Il donna à ce sujet plusieurs ordres; mais tel était un des malheurs de la situation de l'empereur, qu'il avait pris, avec l'ouvrage de la révolution, les hommes qu'elle avait formés: il n'y avait encore que les grades subalternes qui fussent peuplés d'hommes nouveaux; les autres, qui avaient parcouru ensemble les phases de la révolution, avaient en commun leurs amis et leurs ennemis; lorsqu'on voulait en atteindre un, toute la confédération courait aux armes, et c'est ce qui arriva dans ce cas-ci. On n'osa pas résister ouvertement à l'empereur, mais on fit tant et si bien, que l'exemple qu'il voulait faire tourna contre lui, en ce que chacun de ces faux serviteurs se fit un mérite d'avoir désarmé une colère que l'on avait eu soin d'exagérer, afin de faire mieux sentir le prix du service que l'on rendait. Mais lorsqu'il était question d'un homme sans appui, n'ayant que son courage, ces mêmes hommes s'empressaient de le charger encore au-delà de ce qui l'accablait déjà: par là, ils montraient leur zèle, et se donnaient du crédit de plus pour servir leurs amis dans une autre occasion. Ces courtisans n'osaient jamais dire ni oui, ni non; ils ne savaient qu'être les premiers à s'humilier et à faire suspecter les intentions de ceux qui ne voulaient pas s'abaisser comme eux, mais qui avaient plus de dévoûment.

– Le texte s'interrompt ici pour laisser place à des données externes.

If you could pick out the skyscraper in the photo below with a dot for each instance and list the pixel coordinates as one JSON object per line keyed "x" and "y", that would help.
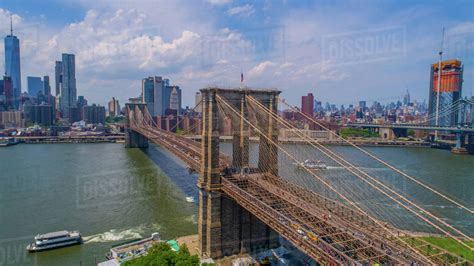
{"x": 7, "y": 92}
{"x": 148, "y": 93}
{"x": 58, "y": 74}
{"x": 12, "y": 65}
{"x": 160, "y": 96}
{"x": 449, "y": 92}
{"x": 68, "y": 85}
{"x": 35, "y": 86}
{"x": 406, "y": 99}
{"x": 198, "y": 102}
{"x": 114, "y": 107}
{"x": 307, "y": 104}
{"x": 46, "y": 86}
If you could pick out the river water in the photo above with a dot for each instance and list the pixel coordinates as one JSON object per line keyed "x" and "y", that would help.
{"x": 112, "y": 194}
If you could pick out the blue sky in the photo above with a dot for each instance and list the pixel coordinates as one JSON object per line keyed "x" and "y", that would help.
{"x": 341, "y": 51}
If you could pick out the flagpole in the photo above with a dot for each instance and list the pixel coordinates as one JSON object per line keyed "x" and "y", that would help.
{"x": 241, "y": 78}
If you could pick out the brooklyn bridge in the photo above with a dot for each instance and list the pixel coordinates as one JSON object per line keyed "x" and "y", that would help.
{"x": 337, "y": 209}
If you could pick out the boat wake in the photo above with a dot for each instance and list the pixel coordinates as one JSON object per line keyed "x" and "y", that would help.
{"x": 120, "y": 235}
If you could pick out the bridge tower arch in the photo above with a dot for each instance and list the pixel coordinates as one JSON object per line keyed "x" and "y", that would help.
{"x": 134, "y": 139}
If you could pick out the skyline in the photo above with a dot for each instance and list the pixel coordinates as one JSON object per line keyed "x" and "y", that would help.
{"x": 272, "y": 42}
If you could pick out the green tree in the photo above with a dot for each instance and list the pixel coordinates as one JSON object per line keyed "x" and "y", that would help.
{"x": 162, "y": 254}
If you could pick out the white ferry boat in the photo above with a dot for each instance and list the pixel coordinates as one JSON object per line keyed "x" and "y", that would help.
{"x": 54, "y": 240}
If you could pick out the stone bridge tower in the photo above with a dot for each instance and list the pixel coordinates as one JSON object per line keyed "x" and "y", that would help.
{"x": 226, "y": 228}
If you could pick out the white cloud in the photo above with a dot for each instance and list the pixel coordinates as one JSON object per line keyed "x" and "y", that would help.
{"x": 244, "y": 11}
{"x": 261, "y": 68}
{"x": 462, "y": 28}
{"x": 218, "y": 2}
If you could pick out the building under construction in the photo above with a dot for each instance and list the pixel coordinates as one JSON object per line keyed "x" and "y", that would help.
{"x": 449, "y": 92}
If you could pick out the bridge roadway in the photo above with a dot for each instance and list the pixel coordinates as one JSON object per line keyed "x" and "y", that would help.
{"x": 411, "y": 126}
{"x": 324, "y": 229}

L'empereur ne rentra à Saint-Cloud que le 13 août; sa fête avait lieu le 15: c'était un des jours solennels de l'année, où l'on voyait tout le monde revenir, les uns de la campagne, les autres de la province, ayant grand soin de dire à la ronde quelques contes qui faisaient voir combien de chemin ils avaient fait pour avoir le bonheur de présenter leurs hommages à notre auguste empereur, qui avait eu l'extrême bonté de leur demander comment ils se portaient, ainsi que leur famille, ajoutant: «Je m'en retourne bien content de l'avoir vu en bonne santé; que Dieu nous le conserve pour le bonheur de tous. Ah! monsieur, je le répète bien tous les jours, disaient les plus dévoués, que deviendrions-nous sans lui? Moi, j'ai telle place, mon frère a celle-ci, mon fils est là: nous ne pourrons jamais acquitter notre dette de reconnaissance envers lui.»
C'était à peu près la même antienne tous les ans au 15 août, jour de la naissance de l'empereur, et au 2 décembre, anniversaire de son sacre.

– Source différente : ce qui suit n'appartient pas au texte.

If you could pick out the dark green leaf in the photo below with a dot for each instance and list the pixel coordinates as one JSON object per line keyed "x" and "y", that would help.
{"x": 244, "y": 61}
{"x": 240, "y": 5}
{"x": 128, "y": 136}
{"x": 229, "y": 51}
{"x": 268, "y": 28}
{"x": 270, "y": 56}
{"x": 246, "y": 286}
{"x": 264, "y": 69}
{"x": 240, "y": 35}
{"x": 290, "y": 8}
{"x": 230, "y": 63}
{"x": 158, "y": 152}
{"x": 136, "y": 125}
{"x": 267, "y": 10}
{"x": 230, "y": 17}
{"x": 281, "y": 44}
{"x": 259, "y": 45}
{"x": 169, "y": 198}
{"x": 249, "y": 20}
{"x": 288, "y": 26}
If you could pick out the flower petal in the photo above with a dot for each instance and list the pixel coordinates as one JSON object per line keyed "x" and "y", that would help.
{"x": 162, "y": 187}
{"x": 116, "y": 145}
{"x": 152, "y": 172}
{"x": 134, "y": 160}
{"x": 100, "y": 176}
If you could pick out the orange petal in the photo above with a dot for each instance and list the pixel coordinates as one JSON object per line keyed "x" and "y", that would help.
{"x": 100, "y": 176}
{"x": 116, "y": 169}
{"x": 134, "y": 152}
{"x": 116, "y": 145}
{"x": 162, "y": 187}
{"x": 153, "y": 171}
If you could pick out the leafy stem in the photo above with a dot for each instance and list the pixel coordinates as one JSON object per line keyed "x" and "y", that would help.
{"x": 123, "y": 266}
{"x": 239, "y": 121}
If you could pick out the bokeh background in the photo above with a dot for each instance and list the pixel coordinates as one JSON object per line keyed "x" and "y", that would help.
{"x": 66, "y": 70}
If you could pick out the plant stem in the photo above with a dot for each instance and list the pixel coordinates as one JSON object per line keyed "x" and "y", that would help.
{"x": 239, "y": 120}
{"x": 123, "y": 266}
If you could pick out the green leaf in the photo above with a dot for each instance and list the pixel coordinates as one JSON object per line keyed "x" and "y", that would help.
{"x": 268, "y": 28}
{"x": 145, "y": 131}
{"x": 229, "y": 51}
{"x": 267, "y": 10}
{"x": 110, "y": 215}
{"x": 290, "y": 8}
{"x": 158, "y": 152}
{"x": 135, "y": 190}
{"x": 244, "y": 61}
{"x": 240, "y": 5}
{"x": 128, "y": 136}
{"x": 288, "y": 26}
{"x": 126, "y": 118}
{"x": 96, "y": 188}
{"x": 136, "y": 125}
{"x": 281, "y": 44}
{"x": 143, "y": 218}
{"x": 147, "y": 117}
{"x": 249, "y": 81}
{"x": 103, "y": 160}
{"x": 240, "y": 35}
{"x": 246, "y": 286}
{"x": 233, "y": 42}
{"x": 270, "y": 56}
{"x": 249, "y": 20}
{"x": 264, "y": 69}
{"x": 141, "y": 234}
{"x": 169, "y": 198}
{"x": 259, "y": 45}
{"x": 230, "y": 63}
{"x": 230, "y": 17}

L'empereur écoutait tout cela, mais savait ce qu'il en devait croire; cela voulait dire: Soyez toujours heureux, riche et puissant, et vous pourrez compter sur le plaisir avec lequel nous recevrons vos bienfaits. Il a cependant cru à la sincérité des sentimens de plusieurs, et il ressentit beaucoup de chagrin d'être obligé de reconnaître qu'il s'était trompé.
Le 15 août de cette année se passa encore gaîment, parce que l'on ignorait les affaires d'Andalousie, et que l'on croyait à la continuation de la prospérité ordinaire. Ce ne fut que quelque temps après qu'on en eut connaissance, et il était curieux de voir comment les courtisans, dont le métier n'est point de se trouver aux batailles, arrangeaient les militaires qui, dans cette occasion, avaient jeté quelques soucis sur le front devant lequel ces messieurs venaient s'humilier, pour solliciter un regard de bonté qu'ils étaient heureux de voir tomber sur leurs bassesses. L'empereur n'était pas dupe de tout cela; il laissait faire à chacun son métier, sans négliger un moment les affaires auxquelles il lui importait de songer; et après avoir vu tout ce dont il était menacé par cet événement de Baylen, il prit un grand parti.